Pragmatic is the ability to understand and adhere to social norms when communicating. It’s an essential skill for any child, including those with special needs. It’s also a crucial part of language development, which can impact learning and behavior. For example, when a child has good pragmatic skills, they may be able to appropriately apologize to someone, or know how to ask for help.
A key concept in pragmatics is context. For example, a daughter’s comment that eating cookies can make you gain weight might sound innocent in a literal sense, but her mother might interpret it as calling her fat. The daughter’s intention is to share a bit of daily news (the illocution), while the mother interprets it as a cry for help (the perlocution). The context of the conversation determines meaning.

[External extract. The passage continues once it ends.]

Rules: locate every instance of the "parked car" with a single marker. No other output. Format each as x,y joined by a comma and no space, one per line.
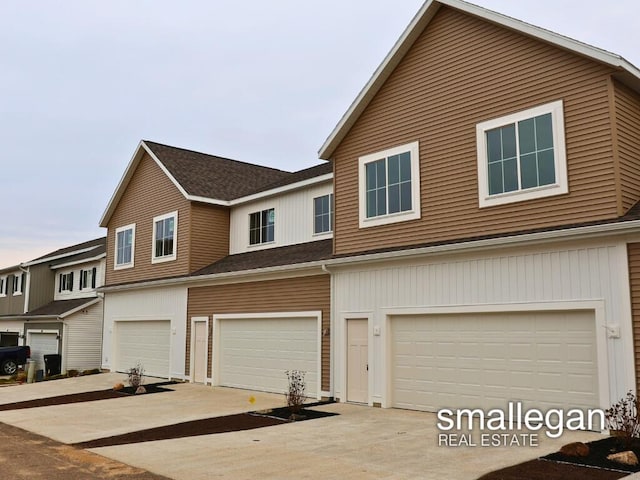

Another critical pragmatic principle is relevance theory, a framework proposed by Dan Sperber and Deirdre Wilson. This idea, inspired by Grice’s ideas about implicature, says that every utterance conveys enough relevant information to justify the addressee’s effort to process it.
Finally, there’s the pragmatics of social norms, which is a broad category that includes things like knowing personal space and speaking at an appropriate volume. Children often learn pragmatics from their parents, but it can be taught in schools as well. Lessons about pragmatics often relate to different language functions, such as greetings, requests, complaints, invitations and apologies. This can be done through textbook units and through additional activities, such as a classroom activity that has students determine the best way to apologize in a specific situation.